Don Fenhagen, a 14-year veteran of IBM, is the lead client partner for the Department of Homeland Security with IBM U.S. Federal. He oversees the services provided to DHS, an entity whose contracts are a core component of IBM’s public sector business.
Why watch: IBM has worked with DHS since its 2002 creation, and Fenhagen is in a key role to continue making an impact on the mission and the company’s customers. From observing first-hand the Transportation Security Administration and Customs and Border Protection and other DHS operations, to focusing on design thinking in application development and demonstrating leadership in analytics-based patented technologies, Fenhagen has lived out his “out in the trenches” approach to leadership.
Moving forward, he says he is especially excited over continuing IBM’s support of the Federal Emergency Management Agency, including the Risk MAP Customer and Data Services project as well as a contract focused on supporting modernization of financial systems for DHS.
“IBM has been around for more than 100 years, and we’ve been supporting government missions since the beginning of IBM,” Fenhagen said. “I think DHS, and the government as a whole, looks very similar to IBM. We’re transforming and innovating our business, and our clients are doing the same. Our deep understanding of and experience with our clients missions, the direction in which technology is headed globally in both private and public sector and the ability to transform positions us well as a strategic partner for DHS.”
As technology continues to evolve, Fenhagen expects chief information officers to play increasingly important roles in the mission. CIOs and chief information security officer are critical to keeping the mission moving, and IT will become more crucial in organizations’ day-to-day mission — from chief financial officers getting real-time financial reports, to FEMA personnel supporting disaster survivors in the field and ensuring safe airline travel. He also expects IBM’s investment in blockchain, cloud and quantum computing to become more important in the near future.

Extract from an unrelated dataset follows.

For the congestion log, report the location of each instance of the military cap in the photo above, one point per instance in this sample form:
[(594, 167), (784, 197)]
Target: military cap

“The investments in next-generation technology we are making are going to prove critical for the future of the national security mission,” he said. “Government is heavily experimenting with blockchain now and figuring out how it can become a reality in things like identity management, insurance, finance and trade, where we’ve made big leaps forward in blockchain with commercial partners such as Walmart and Maersk and major banks and insurance providers. Those kind of commercial projects are very significant to government agencies around the world that want to be able to better understand trade and finance transactions out in the field and more seamlessly communicate and share data with there commercial partners for more efficient flow of commerce, better and streamlined business operations.”
During Fenhagen’s career at IBM, supporting DHS’ mission and the men and women who serve every day have by far been his proudest moment.
“The hard work, dedication and sense of mission DHS employees have is what drives me and my team to ensure we are always doing our best to serve them, deliver innovation that matters and be proud that the work our dedicated IBM team does is making a difference,” he said.